Uğur Dündar olmayınca yeni bir baba arayışı başladı, bu kez ünlü bir ses sanatçının adı atıldı ortaya, en son olarak da bir medya patronu dedikodusu yayıldı ortalığa.

Milletin ağzında laf mı yok, herkes konuşuyor da konuşuyor.

Bakalım önümüzdeki günlerde bu olayla ilgili daha kimlerin adı geçecek.

Açıkçası bu olay beni pek ilgilendirmiyor, ama ister istemez ben de maruz kalıyorum.
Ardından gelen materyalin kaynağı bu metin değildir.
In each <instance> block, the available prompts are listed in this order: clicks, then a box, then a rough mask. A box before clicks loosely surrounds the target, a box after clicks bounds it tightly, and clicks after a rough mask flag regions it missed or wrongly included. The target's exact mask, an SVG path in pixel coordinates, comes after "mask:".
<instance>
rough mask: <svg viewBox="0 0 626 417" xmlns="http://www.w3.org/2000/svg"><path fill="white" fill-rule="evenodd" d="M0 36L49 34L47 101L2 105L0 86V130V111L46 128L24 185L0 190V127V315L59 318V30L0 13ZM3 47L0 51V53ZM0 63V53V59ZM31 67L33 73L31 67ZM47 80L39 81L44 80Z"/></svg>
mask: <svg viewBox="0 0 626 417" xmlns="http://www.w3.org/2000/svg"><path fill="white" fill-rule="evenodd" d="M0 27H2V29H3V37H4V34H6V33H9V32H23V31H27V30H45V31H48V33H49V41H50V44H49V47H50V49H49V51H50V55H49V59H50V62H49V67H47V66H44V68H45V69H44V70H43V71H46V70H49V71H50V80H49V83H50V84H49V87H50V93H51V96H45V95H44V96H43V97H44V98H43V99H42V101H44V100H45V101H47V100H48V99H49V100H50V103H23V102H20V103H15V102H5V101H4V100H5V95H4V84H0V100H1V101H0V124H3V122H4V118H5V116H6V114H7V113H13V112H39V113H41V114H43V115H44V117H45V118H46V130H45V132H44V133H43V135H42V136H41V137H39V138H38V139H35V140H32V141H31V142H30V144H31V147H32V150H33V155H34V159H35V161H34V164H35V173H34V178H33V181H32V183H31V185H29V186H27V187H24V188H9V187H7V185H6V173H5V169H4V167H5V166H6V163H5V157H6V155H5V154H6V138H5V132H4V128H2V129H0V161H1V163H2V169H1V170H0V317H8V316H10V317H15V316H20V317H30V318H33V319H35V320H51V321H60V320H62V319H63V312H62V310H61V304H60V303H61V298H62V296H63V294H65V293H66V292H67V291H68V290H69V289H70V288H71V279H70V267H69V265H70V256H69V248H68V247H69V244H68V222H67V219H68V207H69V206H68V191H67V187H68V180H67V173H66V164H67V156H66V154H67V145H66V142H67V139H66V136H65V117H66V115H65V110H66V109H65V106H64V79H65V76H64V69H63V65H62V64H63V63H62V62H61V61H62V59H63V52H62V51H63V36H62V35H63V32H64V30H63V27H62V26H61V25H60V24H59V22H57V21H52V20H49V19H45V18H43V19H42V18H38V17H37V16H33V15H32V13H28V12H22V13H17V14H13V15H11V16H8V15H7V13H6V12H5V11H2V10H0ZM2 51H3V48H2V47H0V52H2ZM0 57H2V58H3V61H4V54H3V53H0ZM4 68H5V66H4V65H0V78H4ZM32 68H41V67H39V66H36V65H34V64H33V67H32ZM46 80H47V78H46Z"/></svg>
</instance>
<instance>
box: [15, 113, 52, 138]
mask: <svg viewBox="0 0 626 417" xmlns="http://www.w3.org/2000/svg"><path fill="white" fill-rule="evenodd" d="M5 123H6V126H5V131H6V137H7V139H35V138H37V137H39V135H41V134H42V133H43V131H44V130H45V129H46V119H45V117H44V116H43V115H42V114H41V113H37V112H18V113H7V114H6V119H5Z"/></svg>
Ama olayı okurken aklıma devam filmi de çekilen Mamma Mia filmi geldi.

Mamma Mia efsane topluluk Abba'nın en sevilen şarkılarından.

Zaten filmde Abba'nın neredeyse bütün şarkıları çalınarak bir senaryo yazılmış.

Konu ilginç.

Merly Streep genç kızlığı sırasında iki arkadaşıyla bir vokal grubu kuruyor, Yunan adalarından birine geliyorlar, burada şarkı söylüyorlar.

Bir süre sonra tekrar adaya gelen Merly Streep ahırdan bozma bir evi alıyor.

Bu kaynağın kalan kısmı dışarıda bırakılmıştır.